The trouble is, the ear is logarithmic in response. To be half as loud, you have to be at 1/10th of noise power. Cancellation is quite delicate if you need tens of times that, and you do. You can actually hear an eardrum motion the size of the width of a hydrogen atom if its quiet enough, yet live through 125 db (close to a metal-rock band) or 140 (jet engine on the tarmac) or 160db - guns or jet engines up close. While talking is 60-70db right next to you - loud enough.

Every 10 db (which is a half or doubling of perceived sound energy) is 10x power...cancellation is tricky stuff - you have to be very accurate to reduce noise 40 db - which isn't enough for most cases (that's 1% accurate in power and phase at every frequency, cumulative error total).

But in general, noise issues are, yes, a big deal, and a source of a lot of skull sweat when planning anything decent sized like a factory, or a scientific lab where vibration from say, a vacuum pump totally destroys say, an electron microscope's resolution.
 
Ha thought you woulda done some thinking on the noise thing Fusor.

What about a micro hearing aid type of device that does it in your ear ?

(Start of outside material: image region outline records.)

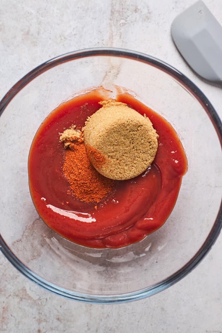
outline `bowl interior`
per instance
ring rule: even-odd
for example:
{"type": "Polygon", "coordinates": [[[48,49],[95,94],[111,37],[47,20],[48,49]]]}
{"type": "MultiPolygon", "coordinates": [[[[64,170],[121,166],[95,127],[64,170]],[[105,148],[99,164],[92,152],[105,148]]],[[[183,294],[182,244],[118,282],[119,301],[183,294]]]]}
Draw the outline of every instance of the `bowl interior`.
{"type": "Polygon", "coordinates": [[[1,233],[11,251],[40,279],[74,295],[131,293],[175,273],[201,247],[220,204],[221,148],[205,108],[169,73],[123,55],[71,59],[43,71],[0,118],[1,233]],[[114,98],[115,85],[131,91],[172,125],[188,168],[161,228],[125,248],[95,249],[63,238],[40,218],[29,193],[28,158],[40,124],[62,101],[101,86],[114,98]]]}

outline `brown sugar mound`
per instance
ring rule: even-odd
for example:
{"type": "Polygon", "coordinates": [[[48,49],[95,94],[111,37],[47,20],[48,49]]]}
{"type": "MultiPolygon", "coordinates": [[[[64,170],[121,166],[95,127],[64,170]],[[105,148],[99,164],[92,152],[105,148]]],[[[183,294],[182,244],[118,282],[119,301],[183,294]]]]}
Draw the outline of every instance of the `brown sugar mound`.
{"type": "Polygon", "coordinates": [[[138,175],[156,153],[158,135],[152,123],[124,103],[109,100],[100,104],[103,107],[88,118],[83,129],[91,163],[111,179],[138,175]]]}

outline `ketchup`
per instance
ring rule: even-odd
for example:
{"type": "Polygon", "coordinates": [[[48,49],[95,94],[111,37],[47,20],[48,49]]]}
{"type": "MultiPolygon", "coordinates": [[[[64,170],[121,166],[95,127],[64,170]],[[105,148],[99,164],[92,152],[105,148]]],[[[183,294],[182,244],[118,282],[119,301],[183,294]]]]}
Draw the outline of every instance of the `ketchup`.
{"type": "Polygon", "coordinates": [[[69,240],[97,248],[129,245],[161,226],[173,208],[187,169],[183,148],[171,125],[129,94],[120,94],[116,100],[145,114],[159,135],[154,161],[140,175],[116,181],[113,191],[97,204],[96,210],[95,202],[81,202],[68,194],[59,133],[73,124],[83,126],[105,99],[95,90],[59,105],[38,130],[28,163],[31,194],[43,221],[69,240]]]}

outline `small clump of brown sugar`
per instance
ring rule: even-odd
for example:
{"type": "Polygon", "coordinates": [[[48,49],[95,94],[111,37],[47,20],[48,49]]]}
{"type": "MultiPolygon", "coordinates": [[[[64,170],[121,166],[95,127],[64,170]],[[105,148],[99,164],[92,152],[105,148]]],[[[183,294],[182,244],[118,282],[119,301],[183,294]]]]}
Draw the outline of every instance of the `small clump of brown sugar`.
{"type": "Polygon", "coordinates": [[[72,125],[67,130],[65,130],[62,133],[60,133],[59,140],[63,142],[65,148],[71,148],[74,142],[83,142],[83,135],[82,131],[76,128],[75,125],[72,125]]]}
{"type": "Polygon", "coordinates": [[[88,118],[83,129],[91,163],[111,179],[138,175],[156,153],[158,135],[152,123],[125,103],[111,100],[99,103],[102,107],[88,118]]]}

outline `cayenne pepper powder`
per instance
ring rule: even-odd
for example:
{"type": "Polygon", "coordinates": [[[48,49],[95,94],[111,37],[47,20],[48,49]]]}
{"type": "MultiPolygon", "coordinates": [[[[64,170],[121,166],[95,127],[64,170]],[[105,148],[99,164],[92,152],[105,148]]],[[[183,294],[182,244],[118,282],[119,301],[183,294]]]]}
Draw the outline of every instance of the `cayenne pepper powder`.
{"type": "Polygon", "coordinates": [[[76,141],[65,152],[63,170],[70,189],[81,201],[99,202],[111,191],[114,181],[104,177],[95,169],[83,142],[76,141]]]}
{"type": "Polygon", "coordinates": [[[88,155],[91,160],[93,160],[93,164],[95,167],[99,169],[106,162],[105,157],[100,152],[90,146],[87,146],[87,150],[88,155]]]}

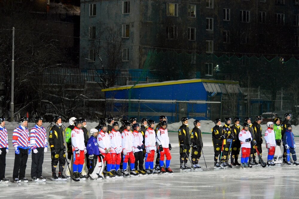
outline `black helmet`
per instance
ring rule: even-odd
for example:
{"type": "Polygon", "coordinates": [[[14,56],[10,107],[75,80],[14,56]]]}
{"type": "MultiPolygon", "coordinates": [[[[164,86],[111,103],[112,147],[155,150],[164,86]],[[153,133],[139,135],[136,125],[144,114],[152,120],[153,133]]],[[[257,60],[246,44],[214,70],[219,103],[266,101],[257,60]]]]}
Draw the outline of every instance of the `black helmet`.
{"type": "Polygon", "coordinates": [[[34,117],[34,120],[35,123],[37,124],[40,120],[43,120],[42,117],[41,116],[35,116],[34,117]]]}
{"type": "Polygon", "coordinates": [[[224,123],[225,124],[228,124],[228,121],[231,120],[231,119],[230,117],[225,117],[224,118],[224,123]]]}
{"type": "Polygon", "coordinates": [[[181,120],[181,121],[182,122],[182,123],[183,124],[184,123],[184,122],[186,120],[188,120],[188,118],[186,117],[182,117],[182,119],[181,120]]]}
{"type": "Polygon", "coordinates": [[[107,118],[107,122],[108,124],[110,124],[113,120],[114,120],[114,118],[112,117],[109,117],[107,118]]]}
{"type": "Polygon", "coordinates": [[[137,122],[137,119],[136,119],[136,117],[130,117],[130,123],[131,124],[133,123],[134,121],[136,121],[137,122]]]}
{"type": "Polygon", "coordinates": [[[239,118],[239,117],[235,117],[234,119],[234,122],[235,123],[238,121],[239,122],[240,120],[239,118]]]}
{"type": "Polygon", "coordinates": [[[215,124],[217,124],[217,123],[218,123],[218,122],[221,121],[221,120],[220,120],[220,119],[219,119],[219,118],[216,118],[214,120],[214,123],[215,123],[215,124]]]}
{"type": "Polygon", "coordinates": [[[200,120],[195,120],[194,122],[193,122],[193,124],[194,125],[194,126],[196,126],[196,125],[197,124],[197,123],[198,123],[199,122],[200,123],[200,120]]]}
{"type": "Polygon", "coordinates": [[[257,121],[260,120],[263,121],[263,117],[258,115],[255,117],[255,121],[257,121]]]}
{"type": "Polygon", "coordinates": [[[62,118],[61,118],[61,116],[60,115],[55,115],[53,117],[53,121],[54,121],[54,123],[56,123],[59,119],[62,120],[62,118]]]}

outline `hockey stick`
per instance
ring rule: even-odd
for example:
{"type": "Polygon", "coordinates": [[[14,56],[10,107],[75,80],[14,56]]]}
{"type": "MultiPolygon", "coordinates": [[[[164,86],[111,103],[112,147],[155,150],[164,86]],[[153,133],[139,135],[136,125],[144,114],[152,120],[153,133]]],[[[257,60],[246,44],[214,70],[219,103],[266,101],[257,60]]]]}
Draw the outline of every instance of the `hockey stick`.
{"type": "Polygon", "coordinates": [[[75,181],[76,182],[79,182],[80,181],[80,180],[79,179],[76,179],[76,178],[73,177],[73,175],[72,175],[71,171],[71,169],[70,168],[70,166],[68,165],[68,162],[67,158],[66,158],[66,156],[65,157],[65,161],[66,161],[66,164],[68,165],[68,170],[70,171],[70,174],[71,175],[71,178],[72,180],[73,180],[74,181],[75,181]]]}
{"type": "Polygon", "coordinates": [[[260,162],[261,162],[261,164],[262,165],[262,166],[263,168],[264,168],[266,167],[266,166],[267,166],[267,165],[266,163],[265,163],[265,162],[264,162],[264,160],[263,160],[263,158],[262,158],[262,156],[261,156],[261,154],[260,154],[260,152],[259,152],[258,150],[257,150],[257,146],[255,144],[254,145],[254,147],[255,148],[256,150],[257,151],[257,156],[258,156],[259,159],[260,160],[260,162]]]}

Be better than those ear plugs for sleeping with snoring companions (-:
 
I was in a sound-proof recording studio once that was also full of sound-absorption materials on the inside. It was so quiet, I could hear my own blood pumping through my ears. I kid you not.
 
There is, but it doesn't work that well for a lot of important cases. Your anti-noise has to have exactly the same spectra AND PHASE at the place you want it to cancel out. Which will basically only be in one tiny spot (for high frequencies) unless either the anti-noise is co-located (within a fraction of an inch for high frequencies) with the noise source, or right at the ear, with the noise to be canceled being measured very close by (noise canceling headphones). It works for headphones (kinda) only because you can measure close by, but still not hear your own anti-noise, so you get a clean signal to cancel - it's the isolation from inside to outside the earphone cup that provides that in this case.

I bought noise-canceling headphones for our last trip to the US. They're not perfect, but definitely worth the money. They worked a lot better than I thought they would.